Martin Coria | October 19, 2015

Jail Cells Bars Casting Shadows On Floor.

Children in households with one of its members incarcerated are more likely to experience hunger. With more than 1.3 million people in prison, a growing number of children across Latin America share one thing in common: an incarcerated parent. A risk-factor poorly researched and understood by child advocates, policymakers, practitioners and donors, parental incarceration has deep economic, emotional and social implications for children.

According to estimates included in a ground-breaking 2013 report funded by CWS, there are at least 1.5 million children and youth with an incarcerated parent in Latin America. As 90 percent of the incarcerated are men, most children live with their mother in violence-infested neighborhoods.
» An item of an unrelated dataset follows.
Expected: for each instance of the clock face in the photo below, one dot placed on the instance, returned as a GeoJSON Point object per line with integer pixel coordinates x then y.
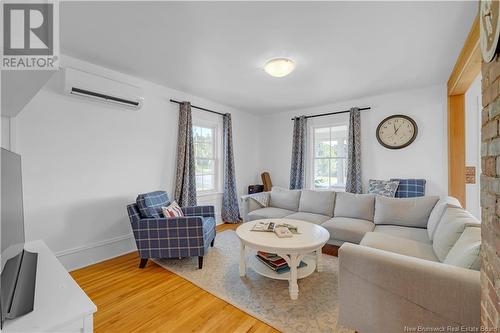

The majority attend low-performing schools and some have to work to make up for the income loss and/or perform adult roles.

I have heard far too many testimonies of prisoner families who had to sell – even in middle-income countries- their best clothes to purchase food for their children.

Many families of the incarcerated must sell assets and use savings to pay for legal fees and in some countries a majority of them are forced to pay for “protection” in prisons to police, prison officials or other prisoners. Each month, a significant portion of household income is used to pay for prison visitation expenses like transportation, food, hygiene supplies and clothing. The number one job of women who care for the children of the incarcerated is household/domestic work paid by the hour. In my home country of Argentina, the hour is currently paid 40 pesos (some U.S. $3).

Due to incarceration affecting basically the poor, many households were at high-risk and vulnerable before the incarceration of one of its members and incarceration adds more pressure and creating new risk-factors. Children are at higher risk when their mother is the one incarcerated.

Like any other children, the children of the incarcerated need three nutritious meals a day. In some countries, existing government pro-poor programs provide some but only partial relief to these families. More and better services designed to reach and serve the specific needs of these highly vulnerable families are needed.

After two years of work, CWS and partners were granted a hearing with the Inter-American Commission on Human Rights, the highest body in matters of human rights in the Americas. If convinced, the Commission has the right to make recommendations to all states of the region.

Today, CWS and partners are telling the Commission that we believe children of the incarcerated are innocent, committed no crime and have the same rights the rest of children have — including the right to live free from hunger and violence.

Martin Coria is CWS’s Latin America and Caribbean Regional Coordinator.